Windows Remote Access Connection Manager Vulnerability (CVE-2025-59230)
CVE-2025-59230 is an EoP vulnerability affecting Windows Remote Access Connection Manager. According to Microsoft, this vulnerability has been exploited in the wild. It has a CVSSv3 score of 7.8. Exploitation of this vulnerability involves improper access control in Windows Remote Access Connection Manager and could allow a local attacker to gain SYSTEM privileges. There have been 22 reported and patched vulnerabilities for the Windows Remote Access Connection Manager service (RasMan) since January 2022. CVE-2025-59230 is the first reported RasMan CVE to be exploited as a zero-day.
Windows Server Update Service (WSUS) RCE Vulnerability (CVE-2025-59287)
CVE-2025-59287 is a Remote Code Execution (RCE) vulnerability in the Windows Server Update Service (WSUS). It has a CVSSv3 score of 9.8. An attacker could exploit this vulnerability to gain RCE by sending a crafted event that leads to a deserialization of untrusted data.
Microsoft Office RCE Vulnerabilities (CVE-2025-59227, CVE-2025-59234)
CVE-2025-59227 and CVE-2025-59234 are RCE vulnerabilities in Microsoft Office. Both vulnerabilities have a CVSSv3 score of 7.8. An attacker could exploit these flaws through social engineering by sending a malicious Microsoft Office document file to an intended target. Successful exploitation would grant code execution privileges to the attacker. Microsoft notes that the Preview Pane is an attack vector for both CVEs, which means exploitation does not require the target to open the file.
Windows Cloud Files Mini Filter Driver EoP Vulnerability (CVE-2025-55680)
CVE-2025-55680 is an EoP vulnerability in the Windows Cloud Files Mini Filter Driver. It has a CVSSv3 score of 7.8. A local, authenticated attacker would need to win a race condition in order to exploit this vulnerability. Successful exploitation would allow the attacker to elevate to SYSTEM privileges.
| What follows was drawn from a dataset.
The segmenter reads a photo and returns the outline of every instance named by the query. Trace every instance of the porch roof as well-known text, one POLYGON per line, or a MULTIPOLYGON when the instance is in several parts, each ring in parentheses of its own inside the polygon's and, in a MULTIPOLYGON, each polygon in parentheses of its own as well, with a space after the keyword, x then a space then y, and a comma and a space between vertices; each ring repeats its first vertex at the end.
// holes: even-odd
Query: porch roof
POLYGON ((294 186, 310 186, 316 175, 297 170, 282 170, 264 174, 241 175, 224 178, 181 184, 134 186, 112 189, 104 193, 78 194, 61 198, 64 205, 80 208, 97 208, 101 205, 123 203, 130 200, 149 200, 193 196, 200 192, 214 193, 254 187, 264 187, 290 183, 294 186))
Additional Vulnerabilities
- CVE-2025-55315: Affecting ASP.NET; CVSS score 9.9.
- CVE-2025-49708: Affecting Microsoft Graphics Component; CVSS score 9.9.
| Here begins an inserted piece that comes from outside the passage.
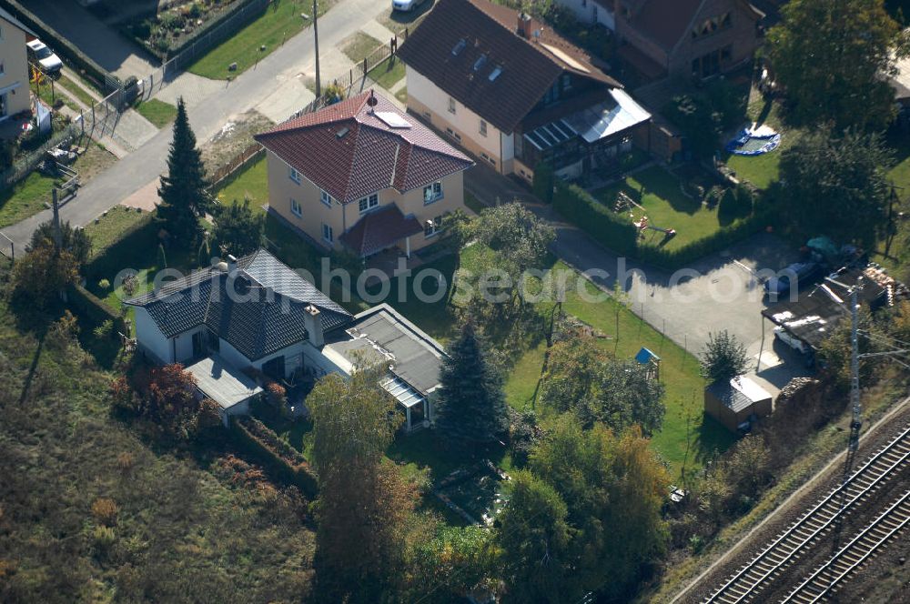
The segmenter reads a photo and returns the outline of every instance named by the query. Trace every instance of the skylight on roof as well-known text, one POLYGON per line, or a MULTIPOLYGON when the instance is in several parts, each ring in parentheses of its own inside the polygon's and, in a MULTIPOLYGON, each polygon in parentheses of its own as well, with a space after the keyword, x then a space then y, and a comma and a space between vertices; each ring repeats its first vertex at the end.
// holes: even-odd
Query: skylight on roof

- CVE-2025-59246: Affecting Azure Entra ID; CVSS score 9.8.
- CVE-2025-2884: An information disclosure vulnerability in the Trusted Computing Group (TCG)'s TPM 2.0 reference implementation.
- CVE-2025-0033: A flaw affecting recent AMD EPYC processors.
Windows 10 End of Support
As of October 14, Windows 10 has reached its end of support. This means that no new security updates will be released for Windows 10 without being enrolled in the Extended Security Updates (ESU) program. Long-Term Servicing Branch (LTSB) support for Windows 10 Enterprise 2015 LTSB and Windows 10 IoT Enterprise LTSB 2015 has also ended.
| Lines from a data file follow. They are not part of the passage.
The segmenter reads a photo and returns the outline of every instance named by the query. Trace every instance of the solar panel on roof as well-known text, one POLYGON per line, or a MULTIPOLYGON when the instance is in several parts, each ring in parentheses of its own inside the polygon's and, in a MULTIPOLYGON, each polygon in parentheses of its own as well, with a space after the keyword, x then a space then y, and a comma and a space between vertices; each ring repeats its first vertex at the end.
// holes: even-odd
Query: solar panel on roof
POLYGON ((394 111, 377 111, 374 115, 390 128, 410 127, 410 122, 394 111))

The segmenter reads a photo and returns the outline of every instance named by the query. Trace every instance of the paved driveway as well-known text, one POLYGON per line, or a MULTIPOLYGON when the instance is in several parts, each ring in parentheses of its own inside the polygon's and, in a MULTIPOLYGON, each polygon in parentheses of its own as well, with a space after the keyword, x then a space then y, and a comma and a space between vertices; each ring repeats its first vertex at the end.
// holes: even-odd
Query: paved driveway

Extended Security Updates (ESU) Program
Image courtesy of Tom's Hardware
The Consumer Extended Security Update (ESU) program will give up to a year of additional security updates (though not feature updates or official troubleshooting support), culminating on October 13, 2026, no matter when you take it out. To take advantage of the ESU scheme, you'll need a Windows 10 system running version 22H2, Home, Professional, Pro Education, or Workstations edition. Commercial Windows 10 installations are subject to a different ESU program.
There are three ways to join the ESU program:
- Pay a one-time $30 purchase fee.
- Redeem 1,000 Microsoft Rewards points.
- For free, if:
- You are located in the European Economic Area and log in to a Microsoft account.
- Log in to a Microsoft account and use Windows Backup to sync your files.